Ladies and Gentlemen,
Available evidence clearly suggests that the number of individuals seeking better livelihoods will keep increasing in the time ahead, that this will help raise the prosperity levels of destination countries, and that the resulting brain drain in states of origin will reinforce the perpetuation of their impoverishment.
If current trends continue, migration may enhance current inequalities between various categories of states. It could even result in what some demographers have called the “specter of ghost countries—of nations that will simply become devoid of necessary human resources to carry on in the longer term.”

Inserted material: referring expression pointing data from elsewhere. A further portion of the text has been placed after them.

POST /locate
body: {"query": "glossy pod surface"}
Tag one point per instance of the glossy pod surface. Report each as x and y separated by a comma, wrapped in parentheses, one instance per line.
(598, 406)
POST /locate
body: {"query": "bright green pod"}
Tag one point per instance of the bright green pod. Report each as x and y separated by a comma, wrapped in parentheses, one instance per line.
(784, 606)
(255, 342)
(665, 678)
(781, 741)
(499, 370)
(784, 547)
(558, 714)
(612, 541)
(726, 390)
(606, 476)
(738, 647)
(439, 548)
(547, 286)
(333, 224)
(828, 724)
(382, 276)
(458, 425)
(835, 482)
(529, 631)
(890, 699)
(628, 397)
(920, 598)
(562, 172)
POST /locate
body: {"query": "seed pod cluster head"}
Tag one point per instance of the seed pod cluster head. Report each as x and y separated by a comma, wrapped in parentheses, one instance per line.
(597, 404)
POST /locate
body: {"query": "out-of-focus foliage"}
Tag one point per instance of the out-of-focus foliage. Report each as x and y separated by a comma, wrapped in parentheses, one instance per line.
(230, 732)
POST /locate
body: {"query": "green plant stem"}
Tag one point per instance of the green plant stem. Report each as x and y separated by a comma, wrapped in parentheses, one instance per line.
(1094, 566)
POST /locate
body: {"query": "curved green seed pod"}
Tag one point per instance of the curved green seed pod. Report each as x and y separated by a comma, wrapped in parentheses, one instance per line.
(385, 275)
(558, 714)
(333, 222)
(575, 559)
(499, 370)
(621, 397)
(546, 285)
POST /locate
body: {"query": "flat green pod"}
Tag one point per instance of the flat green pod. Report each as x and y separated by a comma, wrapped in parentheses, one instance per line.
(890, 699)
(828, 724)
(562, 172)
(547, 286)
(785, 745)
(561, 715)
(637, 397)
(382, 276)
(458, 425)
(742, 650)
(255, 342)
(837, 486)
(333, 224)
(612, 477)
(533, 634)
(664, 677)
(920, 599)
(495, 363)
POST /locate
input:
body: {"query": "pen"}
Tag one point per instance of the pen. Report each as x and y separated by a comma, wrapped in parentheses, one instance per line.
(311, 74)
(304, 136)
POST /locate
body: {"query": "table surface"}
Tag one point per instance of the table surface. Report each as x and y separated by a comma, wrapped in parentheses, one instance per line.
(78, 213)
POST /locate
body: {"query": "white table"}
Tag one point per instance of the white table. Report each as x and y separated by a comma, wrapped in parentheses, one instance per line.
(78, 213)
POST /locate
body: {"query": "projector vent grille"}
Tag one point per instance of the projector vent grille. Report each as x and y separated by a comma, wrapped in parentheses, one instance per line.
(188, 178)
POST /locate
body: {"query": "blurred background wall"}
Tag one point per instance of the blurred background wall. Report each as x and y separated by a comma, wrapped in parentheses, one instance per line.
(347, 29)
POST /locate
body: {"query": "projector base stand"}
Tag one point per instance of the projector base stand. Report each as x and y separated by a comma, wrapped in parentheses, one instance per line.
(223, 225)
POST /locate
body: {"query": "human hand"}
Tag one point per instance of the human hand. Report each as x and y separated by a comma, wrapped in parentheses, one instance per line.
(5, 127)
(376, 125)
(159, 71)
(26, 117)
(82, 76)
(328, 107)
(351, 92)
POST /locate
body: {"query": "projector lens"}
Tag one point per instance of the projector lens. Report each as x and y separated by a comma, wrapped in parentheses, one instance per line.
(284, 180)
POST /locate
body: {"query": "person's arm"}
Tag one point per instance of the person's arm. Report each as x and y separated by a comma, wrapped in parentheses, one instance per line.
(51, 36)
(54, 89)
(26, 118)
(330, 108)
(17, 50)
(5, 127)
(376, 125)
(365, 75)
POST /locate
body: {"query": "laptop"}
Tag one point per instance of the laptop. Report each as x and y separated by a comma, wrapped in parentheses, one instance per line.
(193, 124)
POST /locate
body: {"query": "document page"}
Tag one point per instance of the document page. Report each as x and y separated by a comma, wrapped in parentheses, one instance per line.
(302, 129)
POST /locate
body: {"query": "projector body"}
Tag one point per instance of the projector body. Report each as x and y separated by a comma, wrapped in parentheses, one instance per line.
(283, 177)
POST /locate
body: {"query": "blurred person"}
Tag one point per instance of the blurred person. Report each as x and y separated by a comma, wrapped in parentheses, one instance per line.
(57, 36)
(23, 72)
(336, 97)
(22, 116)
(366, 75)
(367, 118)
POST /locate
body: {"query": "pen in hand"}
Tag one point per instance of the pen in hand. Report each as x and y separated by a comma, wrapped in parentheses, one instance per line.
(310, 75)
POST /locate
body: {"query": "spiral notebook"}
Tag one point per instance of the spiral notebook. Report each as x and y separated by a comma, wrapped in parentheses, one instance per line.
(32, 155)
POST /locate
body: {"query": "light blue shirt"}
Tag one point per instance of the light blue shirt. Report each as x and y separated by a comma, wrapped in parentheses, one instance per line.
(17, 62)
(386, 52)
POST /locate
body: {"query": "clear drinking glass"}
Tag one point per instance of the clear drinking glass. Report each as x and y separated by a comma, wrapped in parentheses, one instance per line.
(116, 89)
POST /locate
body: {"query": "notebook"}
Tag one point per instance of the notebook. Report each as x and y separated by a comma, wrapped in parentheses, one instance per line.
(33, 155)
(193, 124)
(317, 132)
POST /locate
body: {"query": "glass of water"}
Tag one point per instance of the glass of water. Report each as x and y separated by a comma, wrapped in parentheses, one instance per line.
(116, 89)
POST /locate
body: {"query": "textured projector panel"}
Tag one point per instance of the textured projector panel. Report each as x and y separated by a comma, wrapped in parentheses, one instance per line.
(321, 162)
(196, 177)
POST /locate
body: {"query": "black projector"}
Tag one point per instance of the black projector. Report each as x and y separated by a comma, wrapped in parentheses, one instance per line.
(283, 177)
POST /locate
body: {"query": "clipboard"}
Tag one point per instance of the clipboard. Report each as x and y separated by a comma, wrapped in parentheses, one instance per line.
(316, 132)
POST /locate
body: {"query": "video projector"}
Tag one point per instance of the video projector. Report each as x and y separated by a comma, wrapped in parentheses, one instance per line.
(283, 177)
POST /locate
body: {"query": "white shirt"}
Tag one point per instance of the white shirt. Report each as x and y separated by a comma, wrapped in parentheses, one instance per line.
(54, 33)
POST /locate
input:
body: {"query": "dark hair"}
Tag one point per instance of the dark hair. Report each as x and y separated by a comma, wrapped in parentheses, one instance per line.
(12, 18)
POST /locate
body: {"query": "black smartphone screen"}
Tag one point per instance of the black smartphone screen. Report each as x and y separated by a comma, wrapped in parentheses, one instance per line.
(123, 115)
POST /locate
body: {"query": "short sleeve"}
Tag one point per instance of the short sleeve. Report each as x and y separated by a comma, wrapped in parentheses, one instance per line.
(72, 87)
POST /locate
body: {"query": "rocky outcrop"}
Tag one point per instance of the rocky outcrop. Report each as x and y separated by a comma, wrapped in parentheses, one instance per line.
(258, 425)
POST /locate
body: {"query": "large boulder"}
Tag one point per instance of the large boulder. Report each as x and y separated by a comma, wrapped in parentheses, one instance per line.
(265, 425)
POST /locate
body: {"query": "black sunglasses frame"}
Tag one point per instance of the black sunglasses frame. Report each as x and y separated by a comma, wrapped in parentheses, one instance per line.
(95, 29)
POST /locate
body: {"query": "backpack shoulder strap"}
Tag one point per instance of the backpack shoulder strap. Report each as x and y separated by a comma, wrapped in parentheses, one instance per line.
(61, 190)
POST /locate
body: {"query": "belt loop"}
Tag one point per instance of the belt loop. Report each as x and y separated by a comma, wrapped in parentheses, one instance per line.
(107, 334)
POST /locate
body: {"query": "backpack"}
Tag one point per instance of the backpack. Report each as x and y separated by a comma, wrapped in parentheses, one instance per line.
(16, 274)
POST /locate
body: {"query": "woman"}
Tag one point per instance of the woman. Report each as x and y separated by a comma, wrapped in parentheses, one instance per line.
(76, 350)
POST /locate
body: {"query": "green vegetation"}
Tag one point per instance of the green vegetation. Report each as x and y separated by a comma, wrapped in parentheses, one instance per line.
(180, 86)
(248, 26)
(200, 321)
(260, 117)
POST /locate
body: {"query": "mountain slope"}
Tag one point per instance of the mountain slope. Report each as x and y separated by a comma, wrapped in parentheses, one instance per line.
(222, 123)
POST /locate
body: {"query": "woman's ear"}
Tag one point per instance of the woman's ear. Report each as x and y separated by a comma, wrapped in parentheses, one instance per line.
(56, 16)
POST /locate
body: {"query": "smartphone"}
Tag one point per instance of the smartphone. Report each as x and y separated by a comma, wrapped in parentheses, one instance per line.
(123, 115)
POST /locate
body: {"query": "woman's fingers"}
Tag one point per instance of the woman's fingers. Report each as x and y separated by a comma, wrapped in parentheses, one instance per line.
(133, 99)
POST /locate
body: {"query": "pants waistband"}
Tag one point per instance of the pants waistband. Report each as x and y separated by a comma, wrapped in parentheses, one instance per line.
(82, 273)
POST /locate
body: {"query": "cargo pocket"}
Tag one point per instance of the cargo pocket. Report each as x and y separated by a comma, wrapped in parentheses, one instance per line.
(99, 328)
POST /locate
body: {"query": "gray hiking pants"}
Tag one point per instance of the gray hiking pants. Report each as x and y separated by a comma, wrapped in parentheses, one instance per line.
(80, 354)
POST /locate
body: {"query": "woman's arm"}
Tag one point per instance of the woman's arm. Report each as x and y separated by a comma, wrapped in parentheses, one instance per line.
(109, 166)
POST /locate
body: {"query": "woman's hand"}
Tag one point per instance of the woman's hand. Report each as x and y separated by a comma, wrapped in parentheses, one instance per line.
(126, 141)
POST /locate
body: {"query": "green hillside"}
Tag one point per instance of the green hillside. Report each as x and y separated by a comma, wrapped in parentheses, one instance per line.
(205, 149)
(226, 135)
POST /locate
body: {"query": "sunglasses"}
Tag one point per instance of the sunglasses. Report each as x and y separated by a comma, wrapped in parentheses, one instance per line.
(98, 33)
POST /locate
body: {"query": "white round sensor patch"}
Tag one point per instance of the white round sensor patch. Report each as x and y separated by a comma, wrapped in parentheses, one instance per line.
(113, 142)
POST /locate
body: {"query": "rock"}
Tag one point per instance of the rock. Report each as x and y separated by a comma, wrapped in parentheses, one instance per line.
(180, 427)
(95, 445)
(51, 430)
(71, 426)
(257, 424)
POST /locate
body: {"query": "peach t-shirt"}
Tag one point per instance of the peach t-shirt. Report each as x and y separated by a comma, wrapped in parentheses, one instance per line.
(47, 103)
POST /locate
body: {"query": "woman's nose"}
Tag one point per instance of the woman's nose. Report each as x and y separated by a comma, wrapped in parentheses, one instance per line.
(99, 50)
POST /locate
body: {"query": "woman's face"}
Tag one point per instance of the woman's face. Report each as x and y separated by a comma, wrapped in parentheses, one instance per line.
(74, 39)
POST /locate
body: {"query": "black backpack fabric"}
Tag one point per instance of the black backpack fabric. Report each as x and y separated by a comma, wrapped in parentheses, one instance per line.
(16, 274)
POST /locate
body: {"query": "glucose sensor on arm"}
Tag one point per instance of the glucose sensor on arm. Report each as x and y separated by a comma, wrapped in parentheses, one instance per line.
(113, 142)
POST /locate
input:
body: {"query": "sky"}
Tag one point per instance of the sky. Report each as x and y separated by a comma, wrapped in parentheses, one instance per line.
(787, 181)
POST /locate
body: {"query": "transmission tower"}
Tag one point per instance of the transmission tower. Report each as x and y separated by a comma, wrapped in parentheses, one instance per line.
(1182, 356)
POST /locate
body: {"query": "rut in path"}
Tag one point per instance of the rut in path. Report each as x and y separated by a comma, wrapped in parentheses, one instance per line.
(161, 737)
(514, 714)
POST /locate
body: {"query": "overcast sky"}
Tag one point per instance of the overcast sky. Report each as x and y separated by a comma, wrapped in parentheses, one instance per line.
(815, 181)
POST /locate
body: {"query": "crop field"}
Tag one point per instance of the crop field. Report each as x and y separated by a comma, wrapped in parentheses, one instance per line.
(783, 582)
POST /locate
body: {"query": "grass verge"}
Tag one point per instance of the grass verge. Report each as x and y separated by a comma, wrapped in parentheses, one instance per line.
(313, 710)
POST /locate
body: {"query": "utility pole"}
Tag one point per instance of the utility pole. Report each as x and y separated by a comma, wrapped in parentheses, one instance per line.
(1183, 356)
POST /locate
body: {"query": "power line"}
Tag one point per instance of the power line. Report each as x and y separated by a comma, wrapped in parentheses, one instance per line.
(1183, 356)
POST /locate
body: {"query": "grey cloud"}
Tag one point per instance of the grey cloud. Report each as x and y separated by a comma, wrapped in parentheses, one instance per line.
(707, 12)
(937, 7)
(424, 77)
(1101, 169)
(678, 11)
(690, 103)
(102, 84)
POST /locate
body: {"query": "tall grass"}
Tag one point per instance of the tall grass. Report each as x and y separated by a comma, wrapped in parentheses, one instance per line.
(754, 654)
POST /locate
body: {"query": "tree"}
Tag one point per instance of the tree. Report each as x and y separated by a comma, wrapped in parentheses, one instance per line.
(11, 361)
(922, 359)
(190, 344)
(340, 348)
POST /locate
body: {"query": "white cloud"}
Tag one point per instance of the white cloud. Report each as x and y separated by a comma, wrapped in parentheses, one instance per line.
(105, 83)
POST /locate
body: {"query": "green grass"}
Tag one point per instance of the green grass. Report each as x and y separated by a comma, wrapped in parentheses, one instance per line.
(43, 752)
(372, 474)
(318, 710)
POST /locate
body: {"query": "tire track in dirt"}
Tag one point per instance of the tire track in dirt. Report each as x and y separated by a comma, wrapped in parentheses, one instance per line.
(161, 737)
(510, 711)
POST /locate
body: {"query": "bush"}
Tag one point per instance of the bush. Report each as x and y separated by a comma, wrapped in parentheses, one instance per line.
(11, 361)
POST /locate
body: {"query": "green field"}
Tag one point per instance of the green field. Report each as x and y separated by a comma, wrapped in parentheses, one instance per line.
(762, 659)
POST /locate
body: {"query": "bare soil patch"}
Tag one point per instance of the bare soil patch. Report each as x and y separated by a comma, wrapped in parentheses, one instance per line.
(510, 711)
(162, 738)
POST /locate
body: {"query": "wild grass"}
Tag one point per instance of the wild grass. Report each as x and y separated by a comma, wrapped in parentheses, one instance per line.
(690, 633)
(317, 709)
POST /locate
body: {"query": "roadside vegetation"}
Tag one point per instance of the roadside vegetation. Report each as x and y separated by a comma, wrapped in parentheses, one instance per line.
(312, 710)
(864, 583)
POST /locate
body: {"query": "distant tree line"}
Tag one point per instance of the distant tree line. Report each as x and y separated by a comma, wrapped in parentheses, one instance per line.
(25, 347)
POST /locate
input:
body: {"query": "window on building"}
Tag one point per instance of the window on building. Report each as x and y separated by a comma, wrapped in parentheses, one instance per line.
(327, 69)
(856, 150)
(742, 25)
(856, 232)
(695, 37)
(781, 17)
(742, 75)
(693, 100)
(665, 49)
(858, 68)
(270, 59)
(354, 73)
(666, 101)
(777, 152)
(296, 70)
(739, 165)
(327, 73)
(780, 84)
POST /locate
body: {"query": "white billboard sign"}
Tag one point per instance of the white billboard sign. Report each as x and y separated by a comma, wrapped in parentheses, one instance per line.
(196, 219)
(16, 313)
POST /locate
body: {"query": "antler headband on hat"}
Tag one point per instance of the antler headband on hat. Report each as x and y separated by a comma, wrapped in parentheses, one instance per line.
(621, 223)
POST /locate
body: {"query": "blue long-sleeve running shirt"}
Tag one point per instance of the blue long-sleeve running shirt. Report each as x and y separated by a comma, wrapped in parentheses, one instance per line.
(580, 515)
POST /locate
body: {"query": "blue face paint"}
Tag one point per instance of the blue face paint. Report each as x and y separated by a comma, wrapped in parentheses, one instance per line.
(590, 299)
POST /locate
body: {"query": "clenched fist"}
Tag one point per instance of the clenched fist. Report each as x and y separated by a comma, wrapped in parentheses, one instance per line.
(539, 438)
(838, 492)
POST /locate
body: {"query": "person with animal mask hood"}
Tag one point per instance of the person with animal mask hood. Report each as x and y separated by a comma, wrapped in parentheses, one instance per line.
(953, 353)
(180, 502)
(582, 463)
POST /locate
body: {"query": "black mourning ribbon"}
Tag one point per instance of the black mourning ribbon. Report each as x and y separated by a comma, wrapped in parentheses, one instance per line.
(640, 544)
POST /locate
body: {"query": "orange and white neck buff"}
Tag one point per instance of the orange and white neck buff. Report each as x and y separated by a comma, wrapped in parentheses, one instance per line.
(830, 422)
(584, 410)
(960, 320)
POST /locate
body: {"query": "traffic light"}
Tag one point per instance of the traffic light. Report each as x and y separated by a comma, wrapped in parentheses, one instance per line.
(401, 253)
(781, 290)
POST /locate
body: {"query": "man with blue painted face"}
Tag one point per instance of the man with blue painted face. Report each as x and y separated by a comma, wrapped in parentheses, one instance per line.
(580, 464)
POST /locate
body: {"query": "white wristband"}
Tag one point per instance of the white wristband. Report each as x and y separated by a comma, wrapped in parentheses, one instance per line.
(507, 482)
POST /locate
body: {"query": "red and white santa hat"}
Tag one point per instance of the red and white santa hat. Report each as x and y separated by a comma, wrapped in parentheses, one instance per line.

The framework for sustainable development agreed by the world’s leaders last June in Rio de Janeiro laid out a vision for the post-2015 era. The General Assembly has been assigned with the responsibility of converting into practical actions the global aspirations they proclaimed, at the heart of which was a solemn pledge to “strive for inclusive, equitable […] approaches to overcome poverty and inequality.”
I would therefore strongly encourage you to discuss not only how you can shape preparations for the forthcoming High-level Dialogue, but also how to influence the way Member States could incorporate the issue of migration into their debate on how to bridge the gap between overall rich and poor countries.
Ladies and Gentlemen,
Over the past decades, we have put in place intergovernmental institutions to regulate trade, stem inflation, facilitate currency flows, etc. The United Nations has created agencies to address many of the pressing global issues—from arms trafficking, nuclear power, and human rights, to telecommunications, intellectual property, and climate change.
But there is no international mechanism that seeks to regulate migration flows. No accepted criteria have been established; no universal guidelines endorsed. There is literally no global governance on an issue that will fundamentally affect the future of virtually every nation on Earth.
I hope today’s hearings can point the way forward, and help us “harness the unstoppable force of migration for the common good’—to use the words of our Secretary-General.
I believe that in the time ahead, Member States should begin their work on creating a basis for coordination on a topic that stands at the crux of sustainable development, as to ensure that migration does not turn into a zero-sum game, where the progress of any nation is held back by that of another.